International career
- 1987: Brazil / 10 / (1)

Managerial career
- 2007–2008: Operário (VG)

= Sérgio Araújo =

Brazilian footballer and farmer

Sérgio Araújo de Melo, usually known as Sérgio Araújo (born September 12, 1963, in Timóteo, Minas Gerais), was an association football winger. He is currently a farmer in Brazil.

==Playing career==
Having been born and raised in the region of Minas Gerais it was in the famous club Atlético Mineiro that Sérgio Araújo started to show his speed and moves, scoring goals and assisting his teammates. Naturally Sérgio was picked by Brazilian manager to play for his national team, playing his first international match (a friendly) against Uruguay (March 1987). In the following month he scored his first goal for Brazil against Bolivia (2–2 was the final result). His final international match was in December 1987 against West Germany (another friendly). During this short period he played 10 international matches, playing aside well known players such as Douglas, Bebeto, Valdo, Raí, Müller and Ricardo Gomes. At Atlético Mineiro he, as well as Aílton, was part of the team that won the Conmebol Cup in 1992. Between 1988 and 1989, he played 39 games and scored nine goals for Flamengo.

In late 1993, Sérgio Araújo moved to Portuguese club Vitória Setúbal, joining a team where Yekini was the star. He played his first match against Benfica in an astonishing 5–2 win, scoring one goal in his debut. Araújo played around 20 games that season, only scoring for 3 times.
Just before the 1994–1995 season, the Nigerian striker Yekini moved to Olympiacos Piraeus, and the team was severely weakened. Vitória Setúbal only won three games, and was relegated. Sérgio Araújo, due to several injuries could not be of great help to the club, and was dismissed in the end of the season.
He ended his career in Brazil, returning to Minas Gerais to be a successful farm owner.

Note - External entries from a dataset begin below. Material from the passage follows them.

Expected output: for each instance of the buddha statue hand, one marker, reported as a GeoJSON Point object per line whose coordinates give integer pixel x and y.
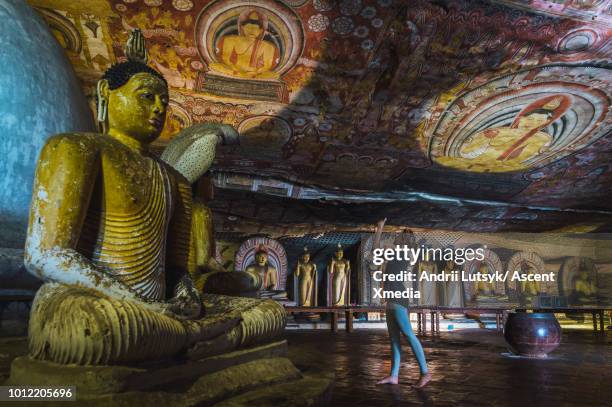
{"type": "Point", "coordinates": [192, 151]}
{"type": "Point", "coordinates": [186, 302]}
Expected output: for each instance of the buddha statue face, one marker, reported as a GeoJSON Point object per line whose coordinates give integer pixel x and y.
{"type": "Point", "coordinates": [261, 258]}
{"type": "Point", "coordinates": [138, 108]}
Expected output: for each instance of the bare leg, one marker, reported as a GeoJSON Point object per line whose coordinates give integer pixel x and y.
{"type": "Point", "coordinates": [396, 349]}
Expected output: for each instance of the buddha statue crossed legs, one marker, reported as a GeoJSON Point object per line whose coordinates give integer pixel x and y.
{"type": "Point", "coordinates": [110, 232]}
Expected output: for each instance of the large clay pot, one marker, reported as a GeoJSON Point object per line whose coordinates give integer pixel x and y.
{"type": "Point", "coordinates": [532, 334]}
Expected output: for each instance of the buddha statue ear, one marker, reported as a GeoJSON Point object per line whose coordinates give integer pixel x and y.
{"type": "Point", "coordinates": [102, 108]}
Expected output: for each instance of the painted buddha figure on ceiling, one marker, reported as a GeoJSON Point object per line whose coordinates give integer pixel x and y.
{"type": "Point", "coordinates": [511, 148]}
{"type": "Point", "coordinates": [110, 233]}
{"type": "Point", "coordinates": [247, 55]}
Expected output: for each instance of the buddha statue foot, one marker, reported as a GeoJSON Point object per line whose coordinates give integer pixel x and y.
{"type": "Point", "coordinates": [76, 325]}
{"type": "Point", "coordinates": [202, 381]}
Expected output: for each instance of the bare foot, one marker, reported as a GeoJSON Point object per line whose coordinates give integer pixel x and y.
{"type": "Point", "coordinates": [389, 380]}
{"type": "Point", "coordinates": [423, 381]}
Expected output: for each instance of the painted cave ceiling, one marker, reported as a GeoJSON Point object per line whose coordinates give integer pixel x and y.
{"type": "Point", "coordinates": [473, 115]}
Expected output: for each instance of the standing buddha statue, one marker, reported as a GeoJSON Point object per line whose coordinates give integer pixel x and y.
{"type": "Point", "coordinates": [262, 272]}
{"type": "Point", "coordinates": [306, 281]}
{"type": "Point", "coordinates": [338, 278]}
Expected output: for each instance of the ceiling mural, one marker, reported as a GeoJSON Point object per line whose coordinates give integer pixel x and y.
{"type": "Point", "coordinates": [499, 100]}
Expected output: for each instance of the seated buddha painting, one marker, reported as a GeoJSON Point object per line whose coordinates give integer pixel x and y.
{"type": "Point", "coordinates": [247, 47]}
{"type": "Point", "coordinates": [247, 54]}
{"type": "Point", "coordinates": [511, 147]}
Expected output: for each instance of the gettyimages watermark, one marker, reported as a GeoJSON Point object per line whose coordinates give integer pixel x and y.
{"type": "Point", "coordinates": [458, 256]}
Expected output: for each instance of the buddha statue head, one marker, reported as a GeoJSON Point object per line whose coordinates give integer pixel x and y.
{"type": "Point", "coordinates": [133, 98]}
{"type": "Point", "coordinates": [339, 252]}
{"type": "Point", "coordinates": [305, 255]}
{"type": "Point", "coordinates": [261, 256]}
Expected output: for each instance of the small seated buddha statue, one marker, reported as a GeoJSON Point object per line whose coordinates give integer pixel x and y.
{"type": "Point", "coordinates": [339, 277]}
{"type": "Point", "coordinates": [110, 233]}
{"type": "Point", "coordinates": [306, 276]}
{"type": "Point", "coordinates": [262, 272]}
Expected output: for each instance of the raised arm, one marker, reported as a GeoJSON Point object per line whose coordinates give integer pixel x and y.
{"type": "Point", "coordinates": [63, 185]}
{"type": "Point", "coordinates": [181, 256]}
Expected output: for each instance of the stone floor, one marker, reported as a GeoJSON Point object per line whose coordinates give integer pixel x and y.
{"type": "Point", "coordinates": [468, 369]}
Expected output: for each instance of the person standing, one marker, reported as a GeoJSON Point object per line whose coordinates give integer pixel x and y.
{"type": "Point", "coordinates": [398, 320]}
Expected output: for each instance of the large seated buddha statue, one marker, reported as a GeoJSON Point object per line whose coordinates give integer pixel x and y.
{"type": "Point", "coordinates": [111, 234]}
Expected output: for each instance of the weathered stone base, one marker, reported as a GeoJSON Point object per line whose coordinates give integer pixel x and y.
{"type": "Point", "coordinates": [257, 376]}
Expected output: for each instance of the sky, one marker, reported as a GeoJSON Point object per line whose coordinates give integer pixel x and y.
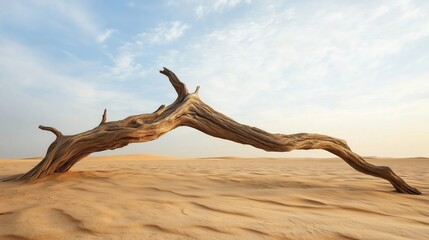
{"type": "Point", "coordinates": [355, 70]}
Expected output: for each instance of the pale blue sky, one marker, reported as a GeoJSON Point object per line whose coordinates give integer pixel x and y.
{"type": "Point", "coordinates": [356, 70]}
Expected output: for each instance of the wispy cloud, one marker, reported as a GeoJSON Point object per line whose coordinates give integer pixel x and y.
{"type": "Point", "coordinates": [125, 62]}
{"type": "Point", "coordinates": [165, 32]}
{"type": "Point", "coordinates": [105, 35]}
{"type": "Point", "coordinates": [205, 7]}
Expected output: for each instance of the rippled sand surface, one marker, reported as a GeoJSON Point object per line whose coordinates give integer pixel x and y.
{"type": "Point", "coordinates": [148, 197]}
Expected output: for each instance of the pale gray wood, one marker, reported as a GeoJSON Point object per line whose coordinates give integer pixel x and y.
{"type": "Point", "coordinates": [189, 110]}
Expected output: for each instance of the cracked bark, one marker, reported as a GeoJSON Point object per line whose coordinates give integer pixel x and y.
{"type": "Point", "coordinates": [189, 110]}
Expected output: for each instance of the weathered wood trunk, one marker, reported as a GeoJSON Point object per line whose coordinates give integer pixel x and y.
{"type": "Point", "coordinates": [189, 110]}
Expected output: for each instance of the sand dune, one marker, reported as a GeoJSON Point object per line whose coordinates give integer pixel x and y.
{"type": "Point", "coordinates": [150, 197]}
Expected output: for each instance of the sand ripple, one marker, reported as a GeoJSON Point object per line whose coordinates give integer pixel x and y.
{"type": "Point", "coordinates": [225, 198]}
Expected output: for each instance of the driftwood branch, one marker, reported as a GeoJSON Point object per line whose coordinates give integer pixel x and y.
{"type": "Point", "coordinates": [189, 110]}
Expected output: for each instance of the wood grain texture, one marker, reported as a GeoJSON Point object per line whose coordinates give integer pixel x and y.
{"type": "Point", "coordinates": [189, 110]}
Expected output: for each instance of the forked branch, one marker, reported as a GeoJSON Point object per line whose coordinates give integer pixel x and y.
{"type": "Point", "coordinates": [189, 110]}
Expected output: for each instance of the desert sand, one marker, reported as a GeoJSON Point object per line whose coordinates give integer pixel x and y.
{"type": "Point", "coordinates": [151, 197]}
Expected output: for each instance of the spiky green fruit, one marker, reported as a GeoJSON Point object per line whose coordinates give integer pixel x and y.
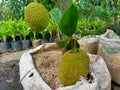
{"type": "Point", "coordinates": [36, 16]}
{"type": "Point", "coordinates": [73, 66]}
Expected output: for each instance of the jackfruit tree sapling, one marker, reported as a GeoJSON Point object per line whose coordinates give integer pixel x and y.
{"type": "Point", "coordinates": [74, 62]}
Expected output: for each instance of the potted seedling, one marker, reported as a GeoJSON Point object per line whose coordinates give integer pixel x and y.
{"type": "Point", "coordinates": [24, 30]}
{"type": "Point", "coordinates": [53, 25]}
{"type": "Point", "coordinates": [44, 34]}
{"type": "Point", "coordinates": [4, 45]}
{"type": "Point", "coordinates": [13, 32]}
{"type": "Point", "coordinates": [35, 41]}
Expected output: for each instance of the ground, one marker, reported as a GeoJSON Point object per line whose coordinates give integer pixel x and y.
{"type": "Point", "coordinates": [9, 71]}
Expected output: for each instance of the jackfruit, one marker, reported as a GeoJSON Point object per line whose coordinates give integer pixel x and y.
{"type": "Point", "coordinates": [36, 16]}
{"type": "Point", "coordinates": [73, 66]}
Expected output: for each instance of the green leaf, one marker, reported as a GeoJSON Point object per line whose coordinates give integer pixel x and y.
{"type": "Point", "coordinates": [63, 43]}
{"type": "Point", "coordinates": [69, 21]}
{"type": "Point", "coordinates": [56, 14]}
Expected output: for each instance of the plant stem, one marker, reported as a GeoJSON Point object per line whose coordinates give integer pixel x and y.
{"type": "Point", "coordinates": [35, 0]}
{"type": "Point", "coordinates": [73, 44]}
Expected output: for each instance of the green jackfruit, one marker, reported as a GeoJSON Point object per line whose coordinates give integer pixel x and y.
{"type": "Point", "coordinates": [36, 16]}
{"type": "Point", "coordinates": [73, 66]}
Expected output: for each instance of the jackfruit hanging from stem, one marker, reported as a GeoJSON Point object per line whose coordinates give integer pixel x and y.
{"type": "Point", "coordinates": [36, 16]}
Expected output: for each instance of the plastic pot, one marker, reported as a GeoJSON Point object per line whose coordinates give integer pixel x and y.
{"type": "Point", "coordinates": [51, 40]}
{"type": "Point", "coordinates": [36, 43]}
{"type": "Point", "coordinates": [4, 47]}
{"type": "Point", "coordinates": [25, 44]}
{"type": "Point", "coordinates": [16, 46]}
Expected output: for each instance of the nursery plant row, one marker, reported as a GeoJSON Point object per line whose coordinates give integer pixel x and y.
{"type": "Point", "coordinates": [16, 35]}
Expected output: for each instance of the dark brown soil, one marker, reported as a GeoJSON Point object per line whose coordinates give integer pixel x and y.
{"type": "Point", "coordinates": [47, 63]}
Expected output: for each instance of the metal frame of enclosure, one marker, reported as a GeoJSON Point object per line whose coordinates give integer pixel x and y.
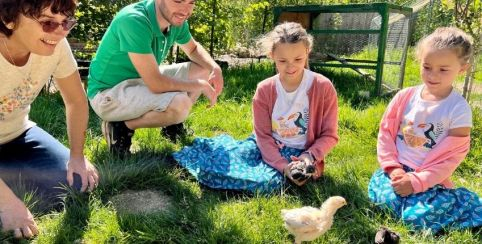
{"type": "Point", "coordinates": [341, 32]}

Besides having played for Atlético Mineiro, Flamengo and Vitória de Setúbal, he has also played for Fluminense, Vasco, Grêmio, Guarani, Ponte Preta, XV de Piracicaba, América (SP), Internacional de Limeira, Villa Nova, and Serra.

==Managerial career==
After retiring, he worked for two years as Operário (VG)'s manager, leaving the club in 2008 to work as Villa Nova's youth squad manager.